The Undergraduate Council’s vote to fund Israeli Apartheid Week generated more conversation than anyone had expected. When prominent newspapers framed the UC decision as controversial, and when members of Harvard Hillel claimed that IAW risks the safety of Jewish students on campus, there is a need to remind ourselves of some definitions that were lost during this week.
I am an Israeli Jewish student and I am against the appeals made by some Hillel members to the UC. I am against the occupation, but my religion has nothing to do with it and neither does anyone else's religion. The situation in Israel-Palestine is political and is a matter of human rights and justice, not one of ideology or religion as we so often hear.
The fact that certain Jewish students feel attacked by IAW has no connection to their religious affiliation.

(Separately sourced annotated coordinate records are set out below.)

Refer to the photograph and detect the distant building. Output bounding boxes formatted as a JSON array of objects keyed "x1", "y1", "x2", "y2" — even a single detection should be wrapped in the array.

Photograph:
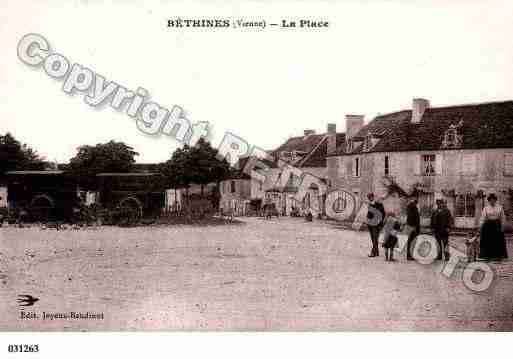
[
  {"x1": 327, "y1": 99, "x2": 513, "y2": 228},
  {"x1": 221, "y1": 124, "x2": 345, "y2": 216}
]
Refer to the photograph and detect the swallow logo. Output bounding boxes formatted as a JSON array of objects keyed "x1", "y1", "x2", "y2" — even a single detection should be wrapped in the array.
[{"x1": 17, "y1": 294, "x2": 39, "y2": 307}]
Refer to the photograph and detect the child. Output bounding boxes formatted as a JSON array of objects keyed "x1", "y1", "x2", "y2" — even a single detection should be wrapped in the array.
[
  {"x1": 465, "y1": 233, "x2": 479, "y2": 262},
  {"x1": 383, "y1": 212, "x2": 401, "y2": 262}
]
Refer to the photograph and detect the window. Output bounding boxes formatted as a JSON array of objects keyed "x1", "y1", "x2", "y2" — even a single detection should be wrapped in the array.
[
  {"x1": 363, "y1": 133, "x2": 372, "y2": 151},
  {"x1": 346, "y1": 140, "x2": 353, "y2": 153},
  {"x1": 303, "y1": 192, "x2": 311, "y2": 208},
  {"x1": 442, "y1": 122, "x2": 462, "y2": 148},
  {"x1": 454, "y1": 193, "x2": 476, "y2": 217},
  {"x1": 419, "y1": 193, "x2": 435, "y2": 217},
  {"x1": 422, "y1": 155, "x2": 436, "y2": 176},
  {"x1": 353, "y1": 157, "x2": 360, "y2": 177},
  {"x1": 385, "y1": 156, "x2": 390, "y2": 176},
  {"x1": 333, "y1": 192, "x2": 351, "y2": 213},
  {"x1": 504, "y1": 153, "x2": 513, "y2": 176},
  {"x1": 461, "y1": 153, "x2": 477, "y2": 175}
]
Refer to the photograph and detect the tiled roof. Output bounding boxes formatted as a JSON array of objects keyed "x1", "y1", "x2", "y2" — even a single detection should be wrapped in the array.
[
  {"x1": 230, "y1": 156, "x2": 278, "y2": 179},
  {"x1": 273, "y1": 133, "x2": 346, "y2": 167},
  {"x1": 298, "y1": 137, "x2": 328, "y2": 167},
  {"x1": 337, "y1": 101, "x2": 513, "y2": 154},
  {"x1": 274, "y1": 134, "x2": 326, "y2": 154}
]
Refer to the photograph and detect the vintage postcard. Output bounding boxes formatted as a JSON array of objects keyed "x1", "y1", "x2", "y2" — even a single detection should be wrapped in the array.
[{"x1": 0, "y1": 0, "x2": 513, "y2": 353}]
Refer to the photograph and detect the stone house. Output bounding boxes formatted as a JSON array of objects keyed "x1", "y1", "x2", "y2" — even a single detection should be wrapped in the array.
[
  {"x1": 221, "y1": 124, "x2": 345, "y2": 215},
  {"x1": 328, "y1": 99, "x2": 513, "y2": 228}
]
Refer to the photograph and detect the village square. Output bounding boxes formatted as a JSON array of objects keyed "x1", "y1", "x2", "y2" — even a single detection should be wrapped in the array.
[{"x1": 0, "y1": 98, "x2": 513, "y2": 330}]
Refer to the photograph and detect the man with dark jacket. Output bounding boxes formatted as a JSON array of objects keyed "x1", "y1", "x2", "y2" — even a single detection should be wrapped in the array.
[
  {"x1": 406, "y1": 198, "x2": 420, "y2": 261},
  {"x1": 367, "y1": 193, "x2": 385, "y2": 257},
  {"x1": 431, "y1": 199, "x2": 453, "y2": 260}
]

These students feel attacked because of their political views. They feel attacked because they support a country that was politically criticized and condemned during the events held last week. As a Jewish Israeli student, IAW did not deal with my religion. It did, however, challenge the political actions of the country I come from. As long as we wish to adhere to democratic values, IAW, as any other political activity, should not be silenced.
The blur between anti-Semitism and criticism of Israel is a phenomenon that we should all resist. A religion and a government's policy are fundamentally different things. Anti-Semitism and anti-Zionism are not the same, and we should refrain from putting them under the same umbrella.
The fact that we even need to emphasize this raises concerns. Claiming that by criticizing Israel one makes a claim about Jewish people in general is in fact an anti-Semitic statement. There are many Jewish people around the world that have no connection to Israel. Jewish people, like anyone else, have the right to adopt their own political views. Attributing Zionism to any Jewish student on this campus violates their right to freedom of thought and as a Jewish student, I am glad that the UC decided to differentiate between the two.
Many people make this exact mistake by starting with a political argument that slowly slips into a religious one, until the two seemed unseparated. This silences voices that should be heard and we should resist that. Today, students know that by criticizing Israel they take the risk of being falsely accused of anti-Semitism. I am an Israeli Jewish student and I criticize my government; would you call me anti-Semitic? I have spent 22 years there, all my beloved ones are there, together with my past and probably my future. But those years have brought me, like other editorial contributors, to be “silent no longer.” Unlike them, however, I say silence no more to the occupation.
When you spend years in Israel you have two choices: seeing the occupation or closing your eyes in front of it. Twenty-two years were absolutely enough for me to see that we live under a system that discriminates between people based on their national identity. Twenty-two years were enough to see houses in the West Bank and East Jerusalem being demolished by Israel in front of their Palestinians owners’ eyes. It was enough to see the Israeli settlers’ freedom of movement in stark contrast to the harsh restrictions on Palestinians’ movement, it was enough to see the deprivation of water, the arrests of children and the bombings on Gaza. Twenty-two years on this land were enough, and are definitely too long, to say silence no more to the occupation.
We should all remain silent no more in the face of those who wish to prevent freedom of speech on our campus as well. Falsely accusing students who take political stands of anti-Semitism hurts our fundamental right to speak. I chose to participate in a student panel held at the beginning of the week, because of my political beliefs, because as an Israeli and as a human being I resist the occupation and support human rights. In the panel, I was asked whether I am afraid to voice my political opinions in this campus. More than anything else, the silence of voices is what we should all be afraid of, if not terrified of.
We should all say: silence no more. During the last week, Harvard students said it loudly.
Oren Rimon Or ’22 lives in Weld Hall.